The Look AHEAD (Action for Health in Diabetes) study tested whether a lifestyle intervention resulting in weight loss would reduce rates of heart disease, stroke, and cardiovascular-related deaths in overweight and obese people with type 2 diabetes — a group at increased risk for these events.

A total of 5,145 individuals in the U.S. were randomly assigned to receive an intensive lifestyle intervention or a general program of diabetes support and education. Both groups received routine medical care from their own healthcare providers.

Although the lifestyle intervention did not reduce cardiovascular events, the Look AHEAD study showed other important health benefits, including decreasing sleep apnea, reducing the need for diabetes medications, helping to maintain physical mobility, and improving quality of life.

Participants in the intervention group lost an average of more than 8% of their initial body weight after 1 year of intervention. They maintained an average weight loss of nearly 5% at 4 years — an amount of weight loss that experts recommend to improve health. Participants in the diabetes support and education group lost about 1% of their initial weight after 1 and 4 years.

In September 2012, the NIH stopped the study’s intervention arm, acting on the recommendation of a data and safety monitoring board. The board found that the intensive lifestyle intervention did no harm but did not decrease the occurrence of cardiovascular events — the primary study goal. At the time, participants had been in the intervention group for up to 11 years.

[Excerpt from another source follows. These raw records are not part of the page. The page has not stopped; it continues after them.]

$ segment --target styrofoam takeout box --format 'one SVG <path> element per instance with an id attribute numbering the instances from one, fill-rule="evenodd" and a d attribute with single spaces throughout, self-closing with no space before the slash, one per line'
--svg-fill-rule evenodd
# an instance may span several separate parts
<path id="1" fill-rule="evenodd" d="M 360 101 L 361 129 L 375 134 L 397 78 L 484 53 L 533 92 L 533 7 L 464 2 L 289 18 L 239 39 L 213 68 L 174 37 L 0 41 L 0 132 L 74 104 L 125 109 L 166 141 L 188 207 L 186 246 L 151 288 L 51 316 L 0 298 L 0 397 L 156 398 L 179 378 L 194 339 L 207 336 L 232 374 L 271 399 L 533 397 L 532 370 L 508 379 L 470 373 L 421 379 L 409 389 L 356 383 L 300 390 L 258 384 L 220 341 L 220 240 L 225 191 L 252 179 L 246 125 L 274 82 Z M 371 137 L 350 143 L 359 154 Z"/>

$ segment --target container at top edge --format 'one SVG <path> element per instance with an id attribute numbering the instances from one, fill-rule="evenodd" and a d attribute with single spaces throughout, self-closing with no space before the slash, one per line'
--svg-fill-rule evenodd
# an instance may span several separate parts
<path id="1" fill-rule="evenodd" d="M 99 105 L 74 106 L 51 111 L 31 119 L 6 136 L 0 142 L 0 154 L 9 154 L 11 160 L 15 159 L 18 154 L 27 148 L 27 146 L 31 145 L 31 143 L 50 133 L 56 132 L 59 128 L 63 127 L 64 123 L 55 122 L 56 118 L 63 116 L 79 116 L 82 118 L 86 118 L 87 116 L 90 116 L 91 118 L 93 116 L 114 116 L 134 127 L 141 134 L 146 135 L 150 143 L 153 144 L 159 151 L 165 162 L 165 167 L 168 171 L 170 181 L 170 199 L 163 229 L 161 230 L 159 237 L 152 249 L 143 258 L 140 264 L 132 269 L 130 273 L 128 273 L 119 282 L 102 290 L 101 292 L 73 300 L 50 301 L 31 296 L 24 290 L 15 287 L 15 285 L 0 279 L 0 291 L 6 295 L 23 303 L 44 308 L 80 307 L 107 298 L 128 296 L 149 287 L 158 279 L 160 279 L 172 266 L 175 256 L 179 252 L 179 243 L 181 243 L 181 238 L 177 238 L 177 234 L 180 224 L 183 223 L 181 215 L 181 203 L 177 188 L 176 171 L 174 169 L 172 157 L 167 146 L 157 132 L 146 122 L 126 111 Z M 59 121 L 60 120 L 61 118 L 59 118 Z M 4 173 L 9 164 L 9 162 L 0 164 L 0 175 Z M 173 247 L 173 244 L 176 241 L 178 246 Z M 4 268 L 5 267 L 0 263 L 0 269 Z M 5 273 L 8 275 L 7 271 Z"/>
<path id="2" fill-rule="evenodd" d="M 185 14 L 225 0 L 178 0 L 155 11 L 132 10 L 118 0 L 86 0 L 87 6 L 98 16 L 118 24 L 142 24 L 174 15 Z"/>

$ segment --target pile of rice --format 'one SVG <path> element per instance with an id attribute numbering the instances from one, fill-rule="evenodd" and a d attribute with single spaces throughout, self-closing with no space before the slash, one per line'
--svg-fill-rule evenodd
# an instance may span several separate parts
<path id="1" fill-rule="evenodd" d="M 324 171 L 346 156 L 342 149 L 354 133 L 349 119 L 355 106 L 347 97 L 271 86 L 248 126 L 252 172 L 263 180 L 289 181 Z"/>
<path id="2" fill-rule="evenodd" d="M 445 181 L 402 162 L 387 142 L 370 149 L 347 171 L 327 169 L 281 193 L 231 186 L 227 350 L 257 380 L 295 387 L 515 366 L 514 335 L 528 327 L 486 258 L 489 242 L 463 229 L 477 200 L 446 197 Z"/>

Because there was little chance of finding a difference in cardiovascular events between the two groups with further intervention, the board recommended stopping the intensive lifestyle intervention, but encouraged the study to continue following all participants to identify longer-term effects of the intervention.

Type 2 diabetes affects nearly 24 million people in the U.S., and its prevalence has increased along with the country's epidemic of overweight and obesity. Cardiovascular diseases are the most common cause of death among people with type 2 diabetes.

Look AHEAD is the first study to examine the long-term effects of a lifestyle intervention on major cardiovascular disease events and death in adults with type 2 diabetes. Participants were 45 to 76 years old when they enrolled in the study. Sixty percent of enrollees were women, and more than 37% were from racial and ethnic minority groups.